Part of the fallout from the Elizabeth Warren-Donald Trump tweet feud is the reintroduction of Warren’s contested claims of Native American ancestry. Without getting into the details of Warren’s claim, with which I am unfamiliar, this provides an opportunity to discuss how such claims are established (at least with respect to five tribes).

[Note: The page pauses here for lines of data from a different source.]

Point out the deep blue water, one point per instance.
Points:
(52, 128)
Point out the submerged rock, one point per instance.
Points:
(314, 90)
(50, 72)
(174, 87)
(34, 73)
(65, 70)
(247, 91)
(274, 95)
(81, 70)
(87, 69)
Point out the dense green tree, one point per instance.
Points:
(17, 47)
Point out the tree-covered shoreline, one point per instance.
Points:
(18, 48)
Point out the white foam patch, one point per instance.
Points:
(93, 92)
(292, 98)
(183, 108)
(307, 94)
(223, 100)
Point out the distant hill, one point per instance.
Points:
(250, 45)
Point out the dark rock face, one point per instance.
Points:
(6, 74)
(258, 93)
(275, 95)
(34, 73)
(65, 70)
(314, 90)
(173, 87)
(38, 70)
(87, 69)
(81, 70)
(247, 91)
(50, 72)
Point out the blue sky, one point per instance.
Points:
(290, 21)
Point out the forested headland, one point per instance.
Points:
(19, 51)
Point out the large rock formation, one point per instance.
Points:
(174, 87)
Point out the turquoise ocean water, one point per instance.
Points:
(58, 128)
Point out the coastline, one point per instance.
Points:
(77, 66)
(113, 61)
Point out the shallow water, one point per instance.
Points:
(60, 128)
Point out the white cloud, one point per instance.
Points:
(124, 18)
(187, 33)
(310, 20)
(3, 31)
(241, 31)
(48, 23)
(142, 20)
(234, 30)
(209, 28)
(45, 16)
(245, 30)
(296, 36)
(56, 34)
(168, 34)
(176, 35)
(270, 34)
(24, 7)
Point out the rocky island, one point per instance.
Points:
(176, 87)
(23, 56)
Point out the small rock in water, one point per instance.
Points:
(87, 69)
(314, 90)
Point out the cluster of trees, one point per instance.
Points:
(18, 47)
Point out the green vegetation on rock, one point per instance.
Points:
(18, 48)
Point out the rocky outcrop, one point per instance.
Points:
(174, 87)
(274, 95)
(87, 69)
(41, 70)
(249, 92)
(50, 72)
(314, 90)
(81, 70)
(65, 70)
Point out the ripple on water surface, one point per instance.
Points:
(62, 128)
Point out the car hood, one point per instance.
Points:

The National Archives maintains a website for researching Native American heritage with various historical documents. In this post, I’ll focus on the “Five Civilized Tribes in Indian Territory” (Cherokee, Creek, Choctaw, Chickasaw and Seminole) listed on the Indian census known as the Dawes Rolls (1898-1914). The “Five Civilized Tribes” are the tribes that were forcibly resettled into Oklahoma (many on the Trail of Tears); being listed on the Dawes Rolls was proof of tribal membership and entitled one to an allotment of land. Of course, even these historic rolls depended on accurate recordkeeping and accurate initial assessment, which was difficult given the circumstances. Careful recordkeeping was but one casualty of the genocide of Native American people.
The Dawes Rolls (and similar materials) now matter for those seeking to establish a claim of tribal membership. The Archives has a helpful tutorial that shows users how to track their ancestors using the example of a man named Napoleon Ainsworth, a member of the Choctaw tribe.
As it happens, Napoleon Ainsworth was my grandmother’s grandfather.